The PMO’s role likely will expand considerably during the deal’s execution phase to encompass program design and control, business case and communications, financial control and tracking to metrics, risk awareness and contingency planning, and read-out and reporting to the steering committee.
• Execute and track cost savings. A reduction in overall IT operational costs often pays for a significant portion of an application rationalization program. Companies should baseline each application’s total cost of ownership to track the savings; this includes the original capital investment as well as maintenance and support fees, internal personnel costs (fully loaded), and infrastructure costs. On the program execution side, work with the leadership team and business stakeholders to define the program metrics that need to be tracked, including synergies that are realized as part of the rationalization process. Identify and agree on the tracking approach and reporting mechanisms for the program. Note that application retirements may lead to contract terminations, support consolidation, and asset reduction. Having clear-cut, planned monthly/quarterly targets for synergy realization and tracking them against the actual dispositions on a periodic basis will help to identify any leading or lagging indicators that contribute to the program execution.
• Protect intellectual property and exposure. In many M&A scenarios, business, legal, regulatory, and compliance may require that certain data be archived prior to retiring the legacy applications post-rationalization. Most companies try to integrate key processes and, thereby, systems to realize synergies rapidly; they often focus on active data migration to target systems, leaving legacy records in source systems. Careful consideration should be paid to active versus historical data, which is usually determined by lines of business (LOBs) as part of the integration planning.

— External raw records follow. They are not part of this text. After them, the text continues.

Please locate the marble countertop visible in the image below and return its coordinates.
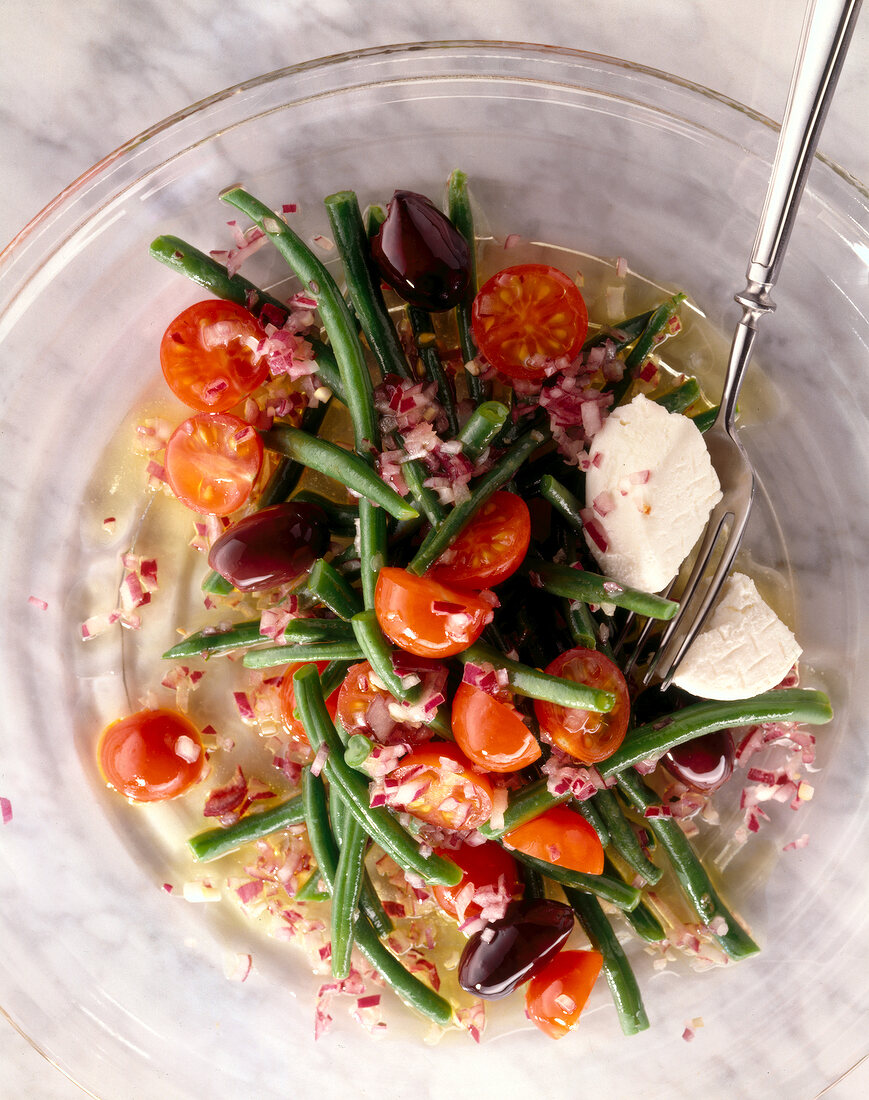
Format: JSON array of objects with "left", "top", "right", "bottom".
[{"left": 0, "top": 0, "right": 869, "bottom": 1100}]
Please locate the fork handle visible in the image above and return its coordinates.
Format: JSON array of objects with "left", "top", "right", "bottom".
[{"left": 718, "top": 0, "right": 862, "bottom": 429}]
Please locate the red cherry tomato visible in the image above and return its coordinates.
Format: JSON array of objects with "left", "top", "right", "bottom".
[
  {"left": 471, "top": 264, "right": 589, "bottom": 380},
  {"left": 428, "top": 491, "right": 531, "bottom": 590},
  {"left": 503, "top": 806, "right": 604, "bottom": 875},
  {"left": 374, "top": 567, "right": 492, "bottom": 657},
  {"left": 389, "top": 741, "right": 494, "bottom": 829},
  {"left": 525, "top": 950, "right": 604, "bottom": 1038},
  {"left": 166, "top": 413, "right": 263, "bottom": 516},
  {"left": 431, "top": 840, "right": 523, "bottom": 923},
  {"left": 97, "top": 710, "right": 205, "bottom": 802},
  {"left": 281, "top": 661, "right": 339, "bottom": 746},
  {"left": 160, "top": 298, "right": 268, "bottom": 413},
  {"left": 535, "top": 646, "right": 630, "bottom": 763},
  {"left": 452, "top": 683, "right": 540, "bottom": 771}
]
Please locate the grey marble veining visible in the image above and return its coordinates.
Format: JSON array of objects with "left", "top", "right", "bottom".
[{"left": 0, "top": 0, "right": 869, "bottom": 1100}]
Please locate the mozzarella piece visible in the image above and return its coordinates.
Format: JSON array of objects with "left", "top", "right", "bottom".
[
  {"left": 585, "top": 394, "right": 722, "bottom": 592},
  {"left": 673, "top": 573, "right": 802, "bottom": 699}
]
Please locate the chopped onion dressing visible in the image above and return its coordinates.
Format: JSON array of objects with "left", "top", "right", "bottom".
[{"left": 93, "top": 205, "right": 814, "bottom": 1043}]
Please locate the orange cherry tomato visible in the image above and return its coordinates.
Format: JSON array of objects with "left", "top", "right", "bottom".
[
  {"left": 389, "top": 741, "right": 494, "bottom": 829},
  {"left": 535, "top": 646, "right": 630, "bottom": 763},
  {"left": 166, "top": 413, "right": 263, "bottom": 516},
  {"left": 428, "top": 490, "right": 531, "bottom": 590},
  {"left": 336, "top": 661, "right": 431, "bottom": 744},
  {"left": 471, "top": 264, "right": 589, "bottom": 380},
  {"left": 525, "top": 950, "right": 604, "bottom": 1038},
  {"left": 452, "top": 683, "right": 540, "bottom": 771},
  {"left": 502, "top": 806, "right": 604, "bottom": 875},
  {"left": 97, "top": 710, "right": 205, "bottom": 802},
  {"left": 281, "top": 661, "right": 340, "bottom": 746},
  {"left": 431, "top": 840, "right": 523, "bottom": 923},
  {"left": 160, "top": 298, "right": 268, "bottom": 413},
  {"left": 374, "top": 567, "right": 493, "bottom": 657}
]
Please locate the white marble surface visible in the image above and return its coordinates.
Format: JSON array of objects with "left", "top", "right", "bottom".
[{"left": 0, "top": 0, "right": 869, "bottom": 1100}]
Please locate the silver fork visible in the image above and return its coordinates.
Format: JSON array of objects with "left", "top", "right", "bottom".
[{"left": 628, "top": 0, "right": 861, "bottom": 689}]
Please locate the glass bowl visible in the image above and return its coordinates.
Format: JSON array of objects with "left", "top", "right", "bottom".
[{"left": 0, "top": 42, "right": 869, "bottom": 1100}]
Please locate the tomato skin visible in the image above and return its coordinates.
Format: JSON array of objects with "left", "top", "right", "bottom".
[
  {"left": 502, "top": 806, "right": 604, "bottom": 875},
  {"left": 166, "top": 413, "right": 263, "bottom": 516},
  {"left": 160, "top": 298, "right": 268, "bottom": 413},
  {"left": 428, "top": 490, "right": 531, "bottom": 591},
  {"left": 97, "top": 710, "right": 205, "bottom": 802},
  {"left": 535, "top": 646, "right": 630, "bottom": 763},
  {"left": 471, "top": 264, "right": 589, "bottom": 381},
  {"left": 452, "top": 683, "right": 541, "bottom": 771},
  {"left": 431, "top": 840, "right": 523, "bottom": 921},
  {"left": 374, "top": 565, "right": 493, "bottom": 657},
  {"left": 389, "top": 741, "right": 495, "bottom": 829},
  {"left": 525, "top": 950, "right": 604, "bottom": 1038},
  {"left": 281, "top": 661, "right": 339, "bottom": 747}
]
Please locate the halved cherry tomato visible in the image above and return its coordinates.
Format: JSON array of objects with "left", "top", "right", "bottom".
[
  {"left": 452, "top": 683, "right": 540, "bottom": 771},
  {"left": 471, "top": 264, "right": 589, "bottom": 380},
  {"left": 166, "top": 413, "right": 263, "bottom": 516},
  {"left": 525, "top": 950, "right": 604, "bottom": 1038},
  {"left": 337, "top": 661, "right": 431, "bottom": 745},
  {"left": 428, "top": 490, "right": 531, "bottom": 590},
  {"left": 502, "top": 806, "right": 604, "bottom": 875},
  {"left": 374, "top": 567, "right": 493, "bottom": 657},
  {"left": 535, "top": 646, "right": 630, "bottom": 763},
  {"left": 97, "top": 710, "right": 205, "bottom": 802},
  {"left": 431, "top": 840, "right": 523, "bottom": 923},
  {"left": 281, "top": 661, "right": 340, "bottom": 746},
  {"left": 160, "top": 298, "right": 268, "bottom": 413},
  {"left": 389, "top": 741, "right": 494, "bottom": 829}
]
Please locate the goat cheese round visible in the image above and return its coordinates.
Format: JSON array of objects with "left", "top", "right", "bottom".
[
  {"left": 585, "top": 394, "right": 722, "bottom": 592},
  {"left": 673, "top": 573, "right": 802, "bottom": 700}
]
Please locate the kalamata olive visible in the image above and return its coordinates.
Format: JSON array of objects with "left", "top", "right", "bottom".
[
  {"left": 208, "top": 501, "right": 329, "bottom": 592},
  {"left": 371, "top": 191, "right": 471, "bottom": 314},
  {"left": 661, "top": 729, "right": 734, "bottom": 793},
  {"left": 459, "top": 898, "right": 573, "bottom": 1000}
]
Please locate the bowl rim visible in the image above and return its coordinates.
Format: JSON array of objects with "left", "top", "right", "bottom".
[{"left": 0, "top": 39, "right": 869, "bottom": 272}]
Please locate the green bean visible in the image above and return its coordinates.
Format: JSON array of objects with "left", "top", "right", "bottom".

Working closely with records management and legal functions to identify retention requirements usually pays dividends in managing corporate risk and exposure.
Wrapping it up
An M&A-driven application rationalization program offers benefits to both buyer and seller. In an acquisition, rationalization may help to streamline a company’s newly expanded software portfolio and limit/reduce redundant processes and technologies to assist in achieving M&A-related synergy goals. In a divestiture, application rationalization may help a seller avoid stranded costs and align the remaining applications with the spun-off organization’s new enterprise architecture.